Probably just the dealer. Is the wire repairable, or is it totally destroyed?
I'd try to repair it first, and obviously re-route it away from the tire. Might want to check your other tires too and make sure they're not rubbing anything important.


----------



## my00dub (Jan 8, 2008)

*Re: mk4 abs wire (Anony00GT)*

the wire is cut open, its still one piece? can it possibly be spliced?


----------



## Anony00GT (Mar 6, 2002)

*Re: mk4 abs wire (my00dub)*

I would put it together nicely, preferably soldered or with proper crimp connectors (NOT butt connectors)...then cover it with heat shrink, and secure it out of the way.
Is your ABS light on? If not, the wire may still be functioning even though it's cut open. In that case fix it NOW before it does cause an ABS issue.
Can you post a pic of the wire so I have a better idea what you're dealing with? I was assuming that the wire was completely broken based on your first post.
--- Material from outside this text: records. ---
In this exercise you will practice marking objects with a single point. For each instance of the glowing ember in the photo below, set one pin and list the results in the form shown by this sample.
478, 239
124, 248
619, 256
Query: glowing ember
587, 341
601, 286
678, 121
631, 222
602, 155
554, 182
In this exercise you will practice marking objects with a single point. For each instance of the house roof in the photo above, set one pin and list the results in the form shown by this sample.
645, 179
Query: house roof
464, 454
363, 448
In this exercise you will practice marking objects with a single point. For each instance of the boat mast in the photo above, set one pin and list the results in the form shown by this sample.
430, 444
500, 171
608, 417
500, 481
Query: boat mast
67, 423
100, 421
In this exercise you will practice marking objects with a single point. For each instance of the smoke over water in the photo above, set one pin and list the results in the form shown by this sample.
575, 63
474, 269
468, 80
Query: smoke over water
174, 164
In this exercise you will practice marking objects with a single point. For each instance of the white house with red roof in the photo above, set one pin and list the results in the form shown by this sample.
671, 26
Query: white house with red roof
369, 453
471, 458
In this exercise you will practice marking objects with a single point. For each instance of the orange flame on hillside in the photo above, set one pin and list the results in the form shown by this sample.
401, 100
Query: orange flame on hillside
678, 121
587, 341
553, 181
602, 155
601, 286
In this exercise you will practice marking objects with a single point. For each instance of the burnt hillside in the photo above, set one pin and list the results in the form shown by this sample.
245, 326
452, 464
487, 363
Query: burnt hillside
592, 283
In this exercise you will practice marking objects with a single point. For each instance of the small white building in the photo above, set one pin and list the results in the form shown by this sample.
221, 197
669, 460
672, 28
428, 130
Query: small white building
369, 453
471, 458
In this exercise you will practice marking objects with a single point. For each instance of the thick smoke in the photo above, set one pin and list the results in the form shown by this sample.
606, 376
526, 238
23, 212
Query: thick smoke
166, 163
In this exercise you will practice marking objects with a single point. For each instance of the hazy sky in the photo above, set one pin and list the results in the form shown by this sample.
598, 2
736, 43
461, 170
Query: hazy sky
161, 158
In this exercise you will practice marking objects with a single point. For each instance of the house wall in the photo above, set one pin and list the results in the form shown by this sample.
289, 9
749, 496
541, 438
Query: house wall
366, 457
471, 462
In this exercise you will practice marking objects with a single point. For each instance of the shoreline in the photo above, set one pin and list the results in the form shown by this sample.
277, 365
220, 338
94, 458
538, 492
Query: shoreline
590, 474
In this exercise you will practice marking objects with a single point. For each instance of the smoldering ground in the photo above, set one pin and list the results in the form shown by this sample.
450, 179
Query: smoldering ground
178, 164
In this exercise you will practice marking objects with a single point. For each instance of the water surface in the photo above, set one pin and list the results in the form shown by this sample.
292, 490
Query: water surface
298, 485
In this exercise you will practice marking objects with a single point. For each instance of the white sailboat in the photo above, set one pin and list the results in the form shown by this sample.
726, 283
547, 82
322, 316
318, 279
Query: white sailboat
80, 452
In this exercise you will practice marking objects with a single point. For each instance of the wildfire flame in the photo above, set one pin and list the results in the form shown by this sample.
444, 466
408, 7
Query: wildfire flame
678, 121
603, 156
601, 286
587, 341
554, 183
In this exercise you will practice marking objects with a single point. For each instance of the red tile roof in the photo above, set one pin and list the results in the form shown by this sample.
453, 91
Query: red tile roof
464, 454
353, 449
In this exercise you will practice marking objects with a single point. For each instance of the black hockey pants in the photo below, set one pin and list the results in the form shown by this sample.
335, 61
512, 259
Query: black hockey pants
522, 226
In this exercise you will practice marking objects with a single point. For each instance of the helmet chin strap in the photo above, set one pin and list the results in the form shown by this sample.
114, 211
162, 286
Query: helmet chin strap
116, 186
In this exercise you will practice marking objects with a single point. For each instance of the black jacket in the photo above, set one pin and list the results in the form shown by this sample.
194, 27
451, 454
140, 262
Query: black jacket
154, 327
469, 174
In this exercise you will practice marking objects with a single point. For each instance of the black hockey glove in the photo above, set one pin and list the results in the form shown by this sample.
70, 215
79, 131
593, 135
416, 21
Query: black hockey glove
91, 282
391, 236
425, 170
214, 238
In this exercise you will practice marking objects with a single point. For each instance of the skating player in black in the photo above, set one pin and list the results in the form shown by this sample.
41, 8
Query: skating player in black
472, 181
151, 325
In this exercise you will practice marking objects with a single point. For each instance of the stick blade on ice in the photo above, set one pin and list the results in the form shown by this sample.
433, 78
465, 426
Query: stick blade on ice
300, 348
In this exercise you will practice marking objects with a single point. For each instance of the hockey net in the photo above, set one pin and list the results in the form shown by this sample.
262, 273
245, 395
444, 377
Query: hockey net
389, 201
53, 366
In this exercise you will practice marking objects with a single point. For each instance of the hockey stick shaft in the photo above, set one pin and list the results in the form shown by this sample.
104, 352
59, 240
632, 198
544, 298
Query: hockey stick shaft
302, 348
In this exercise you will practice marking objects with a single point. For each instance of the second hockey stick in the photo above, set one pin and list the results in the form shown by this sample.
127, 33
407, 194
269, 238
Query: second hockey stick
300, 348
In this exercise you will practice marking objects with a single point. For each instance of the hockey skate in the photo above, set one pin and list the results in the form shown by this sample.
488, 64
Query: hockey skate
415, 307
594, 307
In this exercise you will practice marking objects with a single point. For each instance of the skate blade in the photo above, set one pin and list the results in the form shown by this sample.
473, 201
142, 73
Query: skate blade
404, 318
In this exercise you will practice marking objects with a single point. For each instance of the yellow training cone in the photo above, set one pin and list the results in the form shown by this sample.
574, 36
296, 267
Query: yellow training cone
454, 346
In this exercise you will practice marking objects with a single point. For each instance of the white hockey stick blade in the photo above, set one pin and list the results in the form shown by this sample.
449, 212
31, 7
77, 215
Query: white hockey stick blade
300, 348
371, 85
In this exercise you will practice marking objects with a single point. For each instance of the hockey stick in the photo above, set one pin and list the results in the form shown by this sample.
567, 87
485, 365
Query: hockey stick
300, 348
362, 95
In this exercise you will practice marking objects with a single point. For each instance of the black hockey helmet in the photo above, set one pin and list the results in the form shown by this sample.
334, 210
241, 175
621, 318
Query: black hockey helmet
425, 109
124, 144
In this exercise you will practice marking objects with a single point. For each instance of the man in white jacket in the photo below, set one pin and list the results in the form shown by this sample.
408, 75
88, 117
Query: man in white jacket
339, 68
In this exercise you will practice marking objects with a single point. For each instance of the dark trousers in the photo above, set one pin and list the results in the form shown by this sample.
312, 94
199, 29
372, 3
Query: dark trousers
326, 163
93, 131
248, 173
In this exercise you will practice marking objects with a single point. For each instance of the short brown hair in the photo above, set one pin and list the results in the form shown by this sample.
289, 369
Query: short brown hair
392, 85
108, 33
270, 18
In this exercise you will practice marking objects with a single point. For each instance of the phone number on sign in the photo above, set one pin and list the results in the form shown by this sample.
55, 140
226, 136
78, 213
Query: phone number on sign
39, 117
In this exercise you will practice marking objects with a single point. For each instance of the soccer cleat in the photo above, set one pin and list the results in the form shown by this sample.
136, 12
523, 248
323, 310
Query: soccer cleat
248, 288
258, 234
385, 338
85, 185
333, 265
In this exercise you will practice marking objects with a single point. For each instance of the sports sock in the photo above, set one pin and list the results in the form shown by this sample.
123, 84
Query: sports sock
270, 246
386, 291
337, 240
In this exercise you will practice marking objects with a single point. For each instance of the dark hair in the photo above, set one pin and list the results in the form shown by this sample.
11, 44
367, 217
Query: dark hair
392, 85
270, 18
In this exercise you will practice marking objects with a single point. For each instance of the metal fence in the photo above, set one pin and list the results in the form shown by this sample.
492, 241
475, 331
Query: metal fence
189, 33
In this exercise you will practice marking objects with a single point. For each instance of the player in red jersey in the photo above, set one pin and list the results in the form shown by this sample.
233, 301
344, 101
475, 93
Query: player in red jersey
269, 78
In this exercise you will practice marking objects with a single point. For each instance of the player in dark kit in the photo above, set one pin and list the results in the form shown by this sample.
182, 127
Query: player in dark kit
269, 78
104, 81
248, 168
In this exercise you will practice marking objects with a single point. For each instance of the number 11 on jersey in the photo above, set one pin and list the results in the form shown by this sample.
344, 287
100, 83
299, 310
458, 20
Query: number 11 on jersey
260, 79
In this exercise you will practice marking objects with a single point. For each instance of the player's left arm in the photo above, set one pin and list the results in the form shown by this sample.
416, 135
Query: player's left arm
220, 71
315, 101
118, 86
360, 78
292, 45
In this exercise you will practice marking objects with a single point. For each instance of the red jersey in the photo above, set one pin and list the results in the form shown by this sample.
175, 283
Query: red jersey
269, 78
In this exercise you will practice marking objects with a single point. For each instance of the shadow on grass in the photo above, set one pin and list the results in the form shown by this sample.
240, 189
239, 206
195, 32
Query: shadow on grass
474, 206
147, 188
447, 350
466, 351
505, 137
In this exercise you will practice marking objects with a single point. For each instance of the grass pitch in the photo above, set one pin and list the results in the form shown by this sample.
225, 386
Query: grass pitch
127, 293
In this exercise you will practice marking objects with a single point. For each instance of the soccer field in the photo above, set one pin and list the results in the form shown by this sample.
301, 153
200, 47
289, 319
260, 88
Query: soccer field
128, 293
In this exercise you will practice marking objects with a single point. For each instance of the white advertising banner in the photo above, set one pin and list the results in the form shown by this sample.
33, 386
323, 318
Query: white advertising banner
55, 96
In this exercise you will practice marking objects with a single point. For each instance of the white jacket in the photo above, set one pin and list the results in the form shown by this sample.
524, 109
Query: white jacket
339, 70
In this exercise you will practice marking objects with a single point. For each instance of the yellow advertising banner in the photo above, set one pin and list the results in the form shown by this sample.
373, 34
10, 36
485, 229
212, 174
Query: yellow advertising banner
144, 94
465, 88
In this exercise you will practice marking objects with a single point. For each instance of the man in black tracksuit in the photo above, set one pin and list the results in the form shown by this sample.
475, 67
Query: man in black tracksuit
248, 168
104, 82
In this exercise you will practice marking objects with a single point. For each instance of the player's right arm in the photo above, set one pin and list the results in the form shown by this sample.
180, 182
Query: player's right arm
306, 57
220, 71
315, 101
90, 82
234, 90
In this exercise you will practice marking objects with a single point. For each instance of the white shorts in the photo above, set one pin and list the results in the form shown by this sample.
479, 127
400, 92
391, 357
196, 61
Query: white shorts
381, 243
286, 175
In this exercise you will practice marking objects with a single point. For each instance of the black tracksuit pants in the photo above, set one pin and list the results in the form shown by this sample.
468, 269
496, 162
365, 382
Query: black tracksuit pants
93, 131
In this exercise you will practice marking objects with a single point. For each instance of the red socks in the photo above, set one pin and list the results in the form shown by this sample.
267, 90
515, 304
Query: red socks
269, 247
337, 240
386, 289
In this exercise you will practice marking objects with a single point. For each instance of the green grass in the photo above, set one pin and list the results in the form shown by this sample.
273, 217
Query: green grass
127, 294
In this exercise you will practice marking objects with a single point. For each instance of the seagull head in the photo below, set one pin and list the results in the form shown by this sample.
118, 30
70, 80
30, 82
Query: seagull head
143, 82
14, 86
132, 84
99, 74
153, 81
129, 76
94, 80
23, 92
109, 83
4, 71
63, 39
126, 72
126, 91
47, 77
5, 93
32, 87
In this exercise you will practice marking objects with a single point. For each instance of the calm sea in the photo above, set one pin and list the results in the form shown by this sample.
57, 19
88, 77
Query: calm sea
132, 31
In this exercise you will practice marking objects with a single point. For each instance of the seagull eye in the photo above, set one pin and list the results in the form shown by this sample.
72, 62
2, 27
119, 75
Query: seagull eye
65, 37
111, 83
Where in NJ are you located?


_Modified by Anony00GT at 5:34 AM 4-28-2010_


----------



## my00dub (Jan 8, 2008)

*Re: mk4 abs wire (Anony00GT)*

woodbridge, the abs light is on but tht is for the wheel speed sensor which was damaged when doing an axle on the driver side


----------



## waabaah (Jun 24, 2006)

*Re: mk4 abs wire (my00dub)*

?
whos woodbridge?
abs wire and wheels speed sensor wire are the same exact thing. if its completly broken..repair the wire with whatever means. shrink wrap and soldering is the best, or shrink wrap and a crimped connector, or even twist them together if your lazy.
doesnt matter which wire goes where just as long as it is connected.
start with the repair of the wire first, then you can condem sensor if same problem is ther


----------